Quand je serai grande

« Nous dormons chez ma tante. » Il m’a fallu un instant pour comprendre. La fille de mon amie parlait de B. Je n’ai jamais appelé B. autrement que B. ou la petite sœur, et voilà qu’elle se transformait en tante. Je n’avais rien vu venir.

Je me souviens d’un weekend chez leur mère, quelque part dans les Yvelines. Mon amie avait accepté un remplacement dans un restaurant et était peu disponible ; j’avais passé le weekend avec sa sœur. Nous étions retournées à Paris le samedi soir et avions atterri dans une boite improbable du 6ème arrondissement ; nous avions vingt ans. Nous étions toutes les deux célibataires et nous cherchions l’amour dans une cave voûtée, sombre et enfumée. A l’époque, lorsqu’un garçon me repoussait je déprimais tandis que B. le rangeait instantanément dans le tiroir des minables, réaction certes excessive mais beaucoup plus confortable. Depuis, la petite sœur s’est mariée, a divorcé, a fondé un nouveau ménage, elle a deux enfants.

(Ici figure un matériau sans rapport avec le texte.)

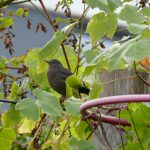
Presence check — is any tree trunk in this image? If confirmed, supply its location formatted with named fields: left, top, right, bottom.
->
left=93, top=69, right=149, bottom=150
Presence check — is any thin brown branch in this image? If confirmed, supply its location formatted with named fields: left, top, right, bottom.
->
left=54, top=116, right=72, bottom=150
left=134, top=61, right=150, bottom=86
left=128, top=109, right=144, bottom=150
left=27, top=114, right=47, bottom=150
left=76, top=4, right=85, bottom=75
left=0, top=0, right=15, bottom=8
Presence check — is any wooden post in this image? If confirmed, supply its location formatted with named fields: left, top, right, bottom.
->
left=93, top=69, right=149, bottom=150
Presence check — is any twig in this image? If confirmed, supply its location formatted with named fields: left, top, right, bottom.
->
left=30, top=1, right=48, bottom=21
left=54, top=116, right=72, bottom=150
left=11, top=0, right=31, bottom=5
left=0, top=0, right=15, bottom=8
left=39, top=0, right=71, bottom=70
left=119, top=110, right=125, bottom=150
left=128, top=109, right=144, bottom=150
left=101, top=75, right=137, bottom=85
left=27, top=114, right=47, bottom=150
left=0, top=99, right=18, bottom=104
left=76, top=4, right=85, bottom=75
left=134, top=61, right=150, bottom=86
left=98, top=110, right=112, bottom=149
left=45, top=124, right=54, bottom=141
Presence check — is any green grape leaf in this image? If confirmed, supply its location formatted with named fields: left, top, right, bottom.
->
left=0, top=56, right=7, bottom=68
left=70, top=139, right=97, bottom=150
left=2, top=105, right=22, bottom=128
left=119, top=5, right=144, bottom=23
left=0, top=128, right=16, bottom=150
left=33, top=88, right=63, bottom=118
left=64, top=98, right=83, bottom=117
left=25, top=49, right=49, bottom=88
left=15, top=98, right=40, bottom=121
left=18, top=118, right=36, bottom=134
left=61, top=21, right=79, bottom=34
left=126, top=38, right=150, bottom=61
left=86, top=12, right=117, bottom=44
left=83, top=50, right=100, bottom=63
left=127, top=23, right=149, bottom=34
left=141, top=7, right=150, bottom=19
left=86, top=0, right=122, bottom=12
left=9, top=82, right=19, bottom=100
left=0, top=17, right=14, bottom=29
left=38, top=31, right=64, bottom=60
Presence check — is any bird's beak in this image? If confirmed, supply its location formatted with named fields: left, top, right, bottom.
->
left=44, top=60, right=49, bottom=63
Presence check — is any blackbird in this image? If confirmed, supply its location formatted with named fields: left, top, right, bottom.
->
left=45, top=59, right=90, bottom=97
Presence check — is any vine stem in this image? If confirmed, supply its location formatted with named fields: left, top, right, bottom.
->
left=27, top=114, right=47, bottom=150
left=54, top=116, right=72, bottom=150
left=0, top=0, right=15, bottom=8
left=119, top=110, right=125, bottom=150
left=76, top=4, right=85, bottom=75
left=45, top=124, right=54, bottom=142
left=128, top=109, right=144, bottom=150
left=39, top=0, right=71, bottom=70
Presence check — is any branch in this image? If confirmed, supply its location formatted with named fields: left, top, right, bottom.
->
left=54, top=116, right=72, bottom=150
left=0, top=99, right=18, bottom=104
left=0, top=0, right=15, bottom=8
left=134, top=61, right=150, bottom=86
left=128, top=109, right=144, bottom=150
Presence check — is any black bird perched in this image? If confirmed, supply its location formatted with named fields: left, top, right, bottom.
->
left=45, top=59, right=90, bottom=97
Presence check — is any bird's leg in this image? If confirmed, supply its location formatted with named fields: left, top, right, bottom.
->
left=60, top=96, right=67, bottom=110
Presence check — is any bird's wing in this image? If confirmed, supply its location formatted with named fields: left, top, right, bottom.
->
left=59, top=68, right=73, bottom=80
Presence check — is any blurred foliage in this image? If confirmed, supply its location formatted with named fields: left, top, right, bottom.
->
left=0, top=0, right=150, bottom=150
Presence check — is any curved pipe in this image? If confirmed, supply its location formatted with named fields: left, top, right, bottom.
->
left=80, top=94, right=150, bottom=126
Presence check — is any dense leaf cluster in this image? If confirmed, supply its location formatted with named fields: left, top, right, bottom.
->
left=0, top=0, right=150, bottom=150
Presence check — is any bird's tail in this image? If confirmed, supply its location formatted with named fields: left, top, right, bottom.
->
left=78, top=85, right=90, bottom=95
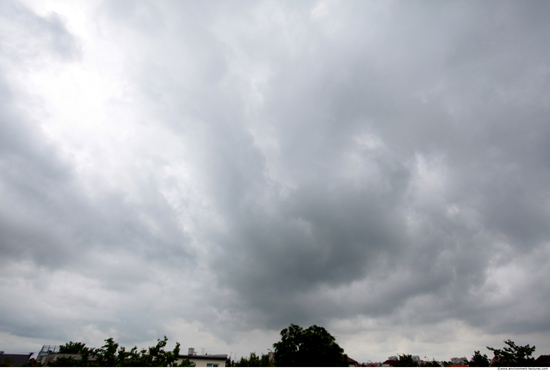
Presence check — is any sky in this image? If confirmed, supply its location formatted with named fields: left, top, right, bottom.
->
left=0, top=0, right=550, bottom=362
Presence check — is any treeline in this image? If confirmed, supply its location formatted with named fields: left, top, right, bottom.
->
left=37, top=336, right=194, bottom=367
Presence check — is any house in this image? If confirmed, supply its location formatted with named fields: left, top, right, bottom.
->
left=0, top=351, right=32, bottom=367
left=382, top=357, right=397, bottom=367
left=176, top=348, right=227, bottom=367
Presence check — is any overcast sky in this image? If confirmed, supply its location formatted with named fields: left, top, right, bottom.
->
left=0, top=0, right=550, bottom=362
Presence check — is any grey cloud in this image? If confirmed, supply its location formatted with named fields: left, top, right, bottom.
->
left=0, top=1, right=550, bottom=360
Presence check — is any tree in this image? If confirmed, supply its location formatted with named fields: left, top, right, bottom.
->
left=48, top=336, right=195, bottom=367
left=273, top=324, right=348, bottom=367
left=395, top=354, right=418, bottom=367
left=468, top=350, right=489, bottom=367
left=487, top=339, right=535, bottom=367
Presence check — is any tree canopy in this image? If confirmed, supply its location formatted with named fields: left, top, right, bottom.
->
left=48, top=336, right=194, bottom=367
left=273, top=324, right=348, bottom=367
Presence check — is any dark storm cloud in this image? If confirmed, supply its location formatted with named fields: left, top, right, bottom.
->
left=158, top=2, right=550, bottom=334
left=0, top=1, right=550, bottom=360
left=0, top=2, right=192, bottom=339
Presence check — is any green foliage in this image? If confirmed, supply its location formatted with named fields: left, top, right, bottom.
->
left=230, top=353, right=271, bottom=367
left=487, top=339, right=535, bottom=367
left=420, top=359, right=441, bottom=367
left=48, top=336, right=195, bottom=367
left=273, top=324, right=348, bottom=367
left=395, top=354, right=418, bottom=367
left=468, top=350, right=489, bottom=367
left=59, top=341, right=86, bottom=354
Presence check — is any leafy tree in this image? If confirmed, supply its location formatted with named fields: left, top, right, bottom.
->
left=59, top=341, right=86, bottom=354
left=420, top=359, right=441, bottom=367
left=468, top=350, right=489, bottom=367
left=273, top=324, right=348, bottom=367
left=487, top=339, right=535, bottom=367
left=48, top=336, right=195, bottom=367
left=395, top=354, right=418, bottom=367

Nous sommes de la même génération, nous avons changé. Les mariages, les enfants, les déménagements ont ancré les deux sœurs dans le monde des adultes. Je suis restée accrochée à un monde antérieur, non pas celui des adolescents, celui des adulescents encore moins – je ne me retrouve guère dans cette formulation étrange –, mais à ce qui ressemblerait davantage au monde des adultes pas finis. Bien sûr, je ne vais plus en boite de nuit et n’enchaîne plus les conquêtes depuis longtemps. Les années ont passé, j’ai vieilli physiquement, indubitablement, j’ai gagné en sérénité, mais j’ai la profonde conviction que ma vie est restée sensiblement la même, d’être simplement mieux équipée qu’avant. A 19 ans, je vivais déjà seule et travaillais à mi-temps pour payer mes études. Depuis, mon appartement s’est agrandi, je travaille à plein temps. Je continue à vivre dehors, entourée d’amis, je continue à lire, à écrire, à rêver d’une vie différente « quand je serai grande » ; et ce « quand je serai grande », loin d’être anecdotique, serait la fondation de ma force actuelle, la confirmation que tout reste encore possible. Je ne suis pas devenue tante, je ne suis pas passée dans l’autre monde, le monde des gens sérieux et importants, vis-à-vis d’eux je reste encore une enfant, une enfant de quarante ans.

A la sortie du blog, j’ai échangé quelques mots avec une ancienne connaissance. Elle s’était mariée, avait deux enfants et habitait désormais à Levallois. J’étais restée dans le 11ème arrondissement, toujours célibataire. Je me suis moquée d’elle : « Je suis restée plus jeune que toi ! » – « Probablement. » Je ne suis pas certaine de l’avoir fait rire.